Characteristics of Efficient Container Images
Before we go over specific actions to take when building container images, we will talk about what makes a good container image. What should your goals be when designing new images? Which characteristics and what behavior are most important?
Some qualities to aim for are:
A single, well-defined purpose
Container images should have a single discrete focus. Avoid thinking of container images as virtual machines, where it can make sense to package related functionality together. Instead, treat your container images like Unix utilities, maintaining a strict focus on doing one small thing well. Applications can be coordinated outside of the container scope to compose complex functionality.

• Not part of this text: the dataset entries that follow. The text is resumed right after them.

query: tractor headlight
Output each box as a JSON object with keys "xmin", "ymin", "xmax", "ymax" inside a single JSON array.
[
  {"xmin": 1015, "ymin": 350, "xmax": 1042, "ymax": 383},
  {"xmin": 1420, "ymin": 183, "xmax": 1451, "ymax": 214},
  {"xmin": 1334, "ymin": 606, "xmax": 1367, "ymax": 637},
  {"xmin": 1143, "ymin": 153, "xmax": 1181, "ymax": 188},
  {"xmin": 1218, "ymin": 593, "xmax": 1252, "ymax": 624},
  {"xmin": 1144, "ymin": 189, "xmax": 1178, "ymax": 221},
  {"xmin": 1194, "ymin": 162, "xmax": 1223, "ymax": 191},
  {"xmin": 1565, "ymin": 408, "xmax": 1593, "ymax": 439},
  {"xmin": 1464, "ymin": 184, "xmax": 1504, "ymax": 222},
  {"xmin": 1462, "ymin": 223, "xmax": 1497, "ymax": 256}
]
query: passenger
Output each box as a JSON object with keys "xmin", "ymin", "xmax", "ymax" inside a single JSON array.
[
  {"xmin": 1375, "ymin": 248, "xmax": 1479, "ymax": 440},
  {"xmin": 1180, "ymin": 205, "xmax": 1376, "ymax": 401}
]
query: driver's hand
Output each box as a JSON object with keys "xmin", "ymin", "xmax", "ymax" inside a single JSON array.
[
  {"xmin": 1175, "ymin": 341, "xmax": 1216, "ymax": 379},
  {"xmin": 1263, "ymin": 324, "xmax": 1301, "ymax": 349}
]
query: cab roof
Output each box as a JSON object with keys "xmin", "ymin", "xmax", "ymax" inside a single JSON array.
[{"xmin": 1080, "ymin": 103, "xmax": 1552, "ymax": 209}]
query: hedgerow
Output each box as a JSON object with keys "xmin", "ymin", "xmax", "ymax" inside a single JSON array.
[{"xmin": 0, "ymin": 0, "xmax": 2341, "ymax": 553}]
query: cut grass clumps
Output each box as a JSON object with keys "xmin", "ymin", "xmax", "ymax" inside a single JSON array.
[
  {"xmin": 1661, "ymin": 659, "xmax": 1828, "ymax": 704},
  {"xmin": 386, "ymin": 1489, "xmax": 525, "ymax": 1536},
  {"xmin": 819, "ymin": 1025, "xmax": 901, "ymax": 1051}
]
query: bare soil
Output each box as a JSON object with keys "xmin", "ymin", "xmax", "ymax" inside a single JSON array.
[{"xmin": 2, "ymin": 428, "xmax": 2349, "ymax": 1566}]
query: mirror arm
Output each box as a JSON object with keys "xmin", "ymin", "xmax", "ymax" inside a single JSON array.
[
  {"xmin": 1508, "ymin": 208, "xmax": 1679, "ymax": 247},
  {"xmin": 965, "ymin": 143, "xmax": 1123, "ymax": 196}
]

Generic design with the ability to inject configuration at runtime
Container images should be designed with reuse in mind when possible. For instance, the ability to adjust configuration at runtime is often required to fulfill basic requirements like testing your images before deploying to production. Small, generic images can be combined in different configurations to modify behavior without creating new images.
Small image size
Smaller images have a number of benefits in clustered environments like Kubernetes. They download quickly to new nodes and often have a smaller set of installed packages, which can improve security. Pared down container images make it simpler to debug problems by minimizing the amount of software involved.
Externally managed state
Containers in clustered environments experience a very volatile life cycle including planned and unplanned shutdowns due to resource scarcity, scaling, or node failures. To maintain consistency, aid in recovery and availability of your services, and to avoid losing data, it is critical that you store application state in a stable location outside of the container.
Easy to understand
It is important to try to keep container images as simple and easy to understand as possible. When troubleshooting, being able to easily reason about the problem by viewing container image configuration or testing container behavior can help you reach a resolution faster. Thinking of container images as a packaging format for your application instead of a machine configuration can help you strike the right balance.
Follow containerized software best practices
Images should aim to work within the container model instead of acting against it. Avoid implementing conventional system administration practices, like including full init systems and daemonizing applications. Log to standard out so Kubernetes can expose the data to administrators instead of using an internal logging daemon. Each of these differs from best practices for full operating systems.
Fully leverage Kubernetes features
Beyond conforming to the container model, it's important to understand and reconcile with the environment and tooling that Kubernetes provides. For example, providing endpoints for liveness and readiness checks or adjusting operation based on changes in the configuration or environment can help your applications use Kubernetes' dynamic deployment environment to their advantage.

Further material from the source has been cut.